Like this route? Bowling suggests getting parents' contributions in cash, rather than asking moms or dads to pay vendors directly. That way, the marrying couple remains the point people for vendors, and contracts and conversations don't slip through the cracks.
Specific assignments
Splitting equally doesn't necessarily make sense if there's a financial mismatch between the families. Asking for equal contributions in that case could cause embarrassment or resentment.
If you suspect one family could (and wants to) help a little, not a lot, Bowling suggests asking for something specific—the flowers, the bar tab, the programs, the photographer—from the family with a more limited budget. Even better if you could pick an item or service that matches what you'd guess that family would be willing to contribute.
This approach gives the family ownership over a distinct part of the wedding, which can feel especially important if they're feeling uncomfortable about the financial disparity between the families. The family that pays for the flowers could proudly share that the gorgeous bouquets, boutonnieres, and centerpieces were their contribution.

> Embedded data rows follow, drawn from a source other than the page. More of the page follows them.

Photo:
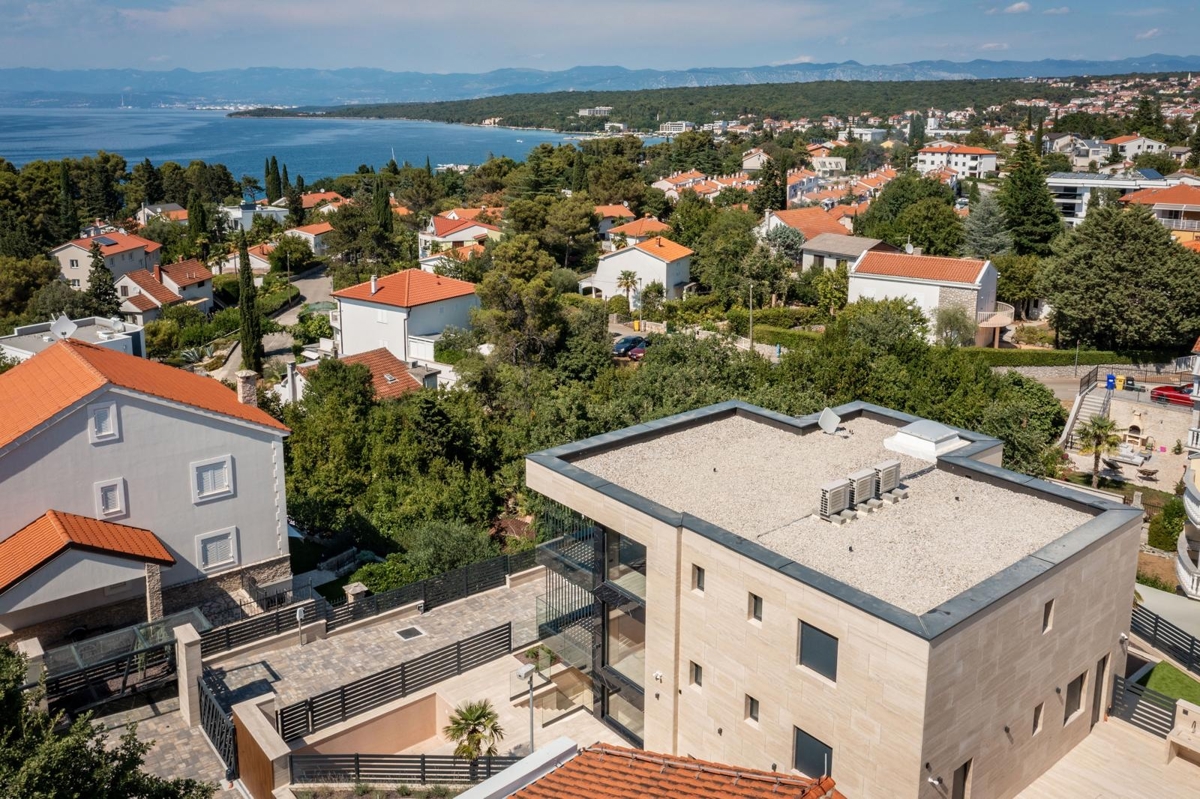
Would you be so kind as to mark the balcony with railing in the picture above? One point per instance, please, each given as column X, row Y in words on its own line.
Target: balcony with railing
column 1001, row 317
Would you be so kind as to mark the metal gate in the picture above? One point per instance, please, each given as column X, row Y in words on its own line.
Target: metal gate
column 217, row 725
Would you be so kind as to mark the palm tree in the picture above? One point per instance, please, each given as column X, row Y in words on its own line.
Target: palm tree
column 475, row 727
column 1097, row 437
column 627, row 282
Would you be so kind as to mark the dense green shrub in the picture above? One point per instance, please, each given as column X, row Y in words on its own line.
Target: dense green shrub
column 1167, row 526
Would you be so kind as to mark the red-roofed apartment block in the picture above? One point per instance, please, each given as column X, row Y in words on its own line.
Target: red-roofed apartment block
column 130, row 490
column 403, row 313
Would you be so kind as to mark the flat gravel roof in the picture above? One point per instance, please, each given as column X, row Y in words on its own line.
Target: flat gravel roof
column 763, row 484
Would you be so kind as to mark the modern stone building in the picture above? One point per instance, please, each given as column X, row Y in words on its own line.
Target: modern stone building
column 882, row 604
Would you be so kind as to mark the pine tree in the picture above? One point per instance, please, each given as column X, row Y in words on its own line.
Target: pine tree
column 69, row 215
column 1029, row 208
column 274, row 181
column 251, row 335
column 101, row 286
column 987, row 234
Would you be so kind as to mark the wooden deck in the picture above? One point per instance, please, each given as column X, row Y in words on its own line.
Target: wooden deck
column 1116, row 762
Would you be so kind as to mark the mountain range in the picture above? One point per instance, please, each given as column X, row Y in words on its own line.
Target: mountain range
column 287, row 86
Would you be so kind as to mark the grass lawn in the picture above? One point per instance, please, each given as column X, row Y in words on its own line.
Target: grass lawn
column 1167, row 679
column 305, row 554
column 1151, row 498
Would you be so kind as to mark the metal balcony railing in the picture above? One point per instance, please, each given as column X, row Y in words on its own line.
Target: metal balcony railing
column 1001, row 317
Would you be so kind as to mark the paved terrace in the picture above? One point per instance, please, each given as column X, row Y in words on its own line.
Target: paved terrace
column 763, row 484
column 298, row 672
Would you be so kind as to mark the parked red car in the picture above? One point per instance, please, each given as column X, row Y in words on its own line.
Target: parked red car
column 1174, row 395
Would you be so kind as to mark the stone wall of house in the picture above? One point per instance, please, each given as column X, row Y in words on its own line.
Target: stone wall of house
column 211, row 594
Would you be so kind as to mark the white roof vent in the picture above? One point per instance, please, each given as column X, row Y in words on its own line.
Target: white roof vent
column 927, row 440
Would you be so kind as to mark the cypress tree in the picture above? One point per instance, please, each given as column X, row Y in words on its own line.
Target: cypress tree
column 251, row 335
column 1029, row 208
column 101, row 286
column 69, row 215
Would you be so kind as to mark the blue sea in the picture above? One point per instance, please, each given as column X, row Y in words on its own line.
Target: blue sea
column 313, row 148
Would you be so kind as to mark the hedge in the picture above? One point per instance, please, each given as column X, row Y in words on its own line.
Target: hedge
column 1067, row 358
column 784, row 337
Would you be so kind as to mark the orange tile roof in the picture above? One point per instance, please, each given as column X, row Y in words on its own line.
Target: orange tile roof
column 153, row 288
column 408, row 289
column 186, row 272
column 641, row 228
column 321, row 228
column 810, row 221
column 36, row 390
column 925, row 268
column 382, row 364
column 313, row 199
column 1181, row 194
column 121, row 242
column 607, row 772
column 613, row 212
column 51, row 534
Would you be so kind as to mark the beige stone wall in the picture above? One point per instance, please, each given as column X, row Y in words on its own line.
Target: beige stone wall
column 871, row 716
column 1000, row 666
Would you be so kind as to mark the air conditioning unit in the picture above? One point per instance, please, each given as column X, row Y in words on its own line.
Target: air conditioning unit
column 863, row 490
column 835, row 502
column 887, row 475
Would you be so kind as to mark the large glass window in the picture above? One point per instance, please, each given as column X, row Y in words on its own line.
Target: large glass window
column 625, row 643
column 625, row 563
column 625, row 708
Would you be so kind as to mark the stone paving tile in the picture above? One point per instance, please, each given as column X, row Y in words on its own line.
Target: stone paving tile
column 178, row 751
column 299, row 672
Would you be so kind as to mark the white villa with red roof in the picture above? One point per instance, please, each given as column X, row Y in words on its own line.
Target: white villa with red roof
column 965, row 161
column 933, row 283
column 403, row 313
column 131, row 490
column 123, row 253
column 654, row 260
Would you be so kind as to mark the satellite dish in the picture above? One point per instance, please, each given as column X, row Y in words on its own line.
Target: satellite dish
column 63, row 328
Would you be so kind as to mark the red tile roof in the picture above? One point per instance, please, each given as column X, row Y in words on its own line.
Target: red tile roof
column 153, row 288
column 186, row 272
column 641, row 228
column 924, row 268
column 51, row 534
column 121, row 242
column 810, row 221
column 383, row 365
column 36, row 390
column 408, row 289
column 606, row 772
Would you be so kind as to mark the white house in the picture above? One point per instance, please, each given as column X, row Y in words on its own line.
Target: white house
column 654, row 260
column 313, row 234
column 123, row 252
column 966, row 161
column 933, row 283
column 1131, row 146
column 403, row 313
column 131, row 490
column 27, row 341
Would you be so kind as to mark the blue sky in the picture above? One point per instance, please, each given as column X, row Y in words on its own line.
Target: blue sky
column 481, row 35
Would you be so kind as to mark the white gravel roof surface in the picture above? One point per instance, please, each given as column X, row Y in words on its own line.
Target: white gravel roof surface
column 763, row 484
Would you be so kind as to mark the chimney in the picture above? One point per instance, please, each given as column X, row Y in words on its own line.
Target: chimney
column 247, row 388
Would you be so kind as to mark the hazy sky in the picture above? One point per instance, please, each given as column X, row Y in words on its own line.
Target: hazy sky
column 481, row 35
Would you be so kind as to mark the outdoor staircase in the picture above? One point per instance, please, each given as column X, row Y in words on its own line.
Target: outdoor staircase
column 1093, row 403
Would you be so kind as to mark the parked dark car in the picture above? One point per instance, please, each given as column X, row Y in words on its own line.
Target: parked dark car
column 1173, row 395
column 627, row 343
column 639, row 352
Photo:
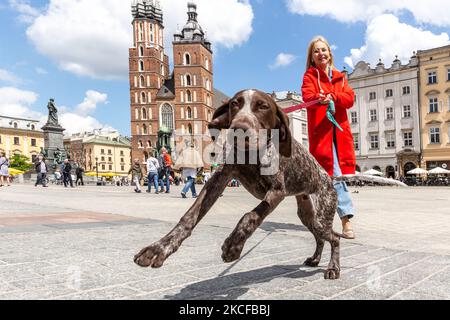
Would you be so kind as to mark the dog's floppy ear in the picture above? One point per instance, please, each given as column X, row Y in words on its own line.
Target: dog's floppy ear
column 221, row 117
column 285, row 133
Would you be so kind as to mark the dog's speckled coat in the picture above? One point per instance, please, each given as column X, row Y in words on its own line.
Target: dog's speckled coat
column 299, row 175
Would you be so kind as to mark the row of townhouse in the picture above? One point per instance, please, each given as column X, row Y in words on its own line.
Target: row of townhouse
column 401, row 116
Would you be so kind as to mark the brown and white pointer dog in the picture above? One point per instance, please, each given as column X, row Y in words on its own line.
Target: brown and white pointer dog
column 299, row 175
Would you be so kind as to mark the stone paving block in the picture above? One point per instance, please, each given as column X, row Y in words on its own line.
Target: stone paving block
column 412, row 295
column 416, row 272
column 49, row 292
column 240, row 293
column 25, row 229
column 170, row 294
column 271, row 286
column 432, row 287
column 372, row 291
column 161, row 283
column 294, row 295
column 113, row 293
column 215, row 284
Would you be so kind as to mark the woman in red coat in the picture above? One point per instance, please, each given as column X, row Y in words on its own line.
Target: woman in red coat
column 331, row 147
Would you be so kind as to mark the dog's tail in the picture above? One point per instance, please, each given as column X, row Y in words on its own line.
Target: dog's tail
column 374, row 179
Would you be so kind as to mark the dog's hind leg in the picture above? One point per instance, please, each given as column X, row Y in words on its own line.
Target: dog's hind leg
column 306, row 214
column 318, row 216
column 155, row 254
column 333, row 269
column 233, row 245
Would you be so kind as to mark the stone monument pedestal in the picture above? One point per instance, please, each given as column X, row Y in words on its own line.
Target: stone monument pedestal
column 54, row 143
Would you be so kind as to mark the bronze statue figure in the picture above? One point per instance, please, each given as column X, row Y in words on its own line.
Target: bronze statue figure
column 52, row 113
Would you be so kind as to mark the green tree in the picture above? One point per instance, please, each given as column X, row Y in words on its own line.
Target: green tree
column 20, row 162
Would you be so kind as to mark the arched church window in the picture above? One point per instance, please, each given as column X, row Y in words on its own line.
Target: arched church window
column 167, row 116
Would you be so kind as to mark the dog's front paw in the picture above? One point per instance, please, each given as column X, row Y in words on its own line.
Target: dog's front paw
column 332, row 273
column 152, row 256
column 231, row 251
column 311, row 262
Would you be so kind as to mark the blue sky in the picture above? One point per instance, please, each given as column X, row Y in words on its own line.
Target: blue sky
column 37, row 63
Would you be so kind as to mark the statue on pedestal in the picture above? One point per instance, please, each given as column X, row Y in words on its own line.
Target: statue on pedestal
column 52, row 113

Just remember to talk about what exactly ownership means before you accept their help. For example, if they're funding the flowers, they might want to choose the blooms—or at least the florist. If you're willing to relinquish control here, you could give that family a color scheme and a vibe (as in, modern, traditional, or somewhere in between) and let them do the rest. If you still want to call the shots, then the funding family might need to give you a budget to work with.
Asking for help
Some parents of a newly engaged bride or groom offer a certain amount of money to help pay for wedding expenses. If they do, great—just know that there probably isn't much room for negotiation, and you'll need to build your budget around what they're chipping in.
But if they don't bring this up, you still can ask them if they'd be willing to contribute. Be prepared that they might say no, or not give as much as you hope. "It's important to go into this knowing that you might not receive the responses you were expecting and be willing to compromise," Grumet says. In that case, you might need to tweak your budget—or your expectations.
Talking about weddings and money
Conversations around wedding finances could feel uncomfortable. To make them less so:
Schedule time to talk. With your partner and with anyone you might ask to help pay for the wedding. Tell them the topic you'd like to discuss beforehand, so they're not blindsided.
Include the right people. Have an initial conversation with each family separately. Your parents might not feel comfortable discussing their finances with your partner's family—or their ex. It's best if the request comes from their child, not their child's partner.
Be honest and sensitive. Feel free to share your hopes. But understand they might not fit with your parents' plans for their money, and you might need to adjust accordingly.
Give them time to make a decision. Don't expect an answer about a dollar amount or even an item to cover on the spot. Do suggest a date when it would be good to know how much they can help, so you can plan your budget.
It might not always be easy, but working with your partner to figure out your wedding budget and how to make each set of parents feel included in the wedding planning are all part of a healthy foundation for a successful marriage.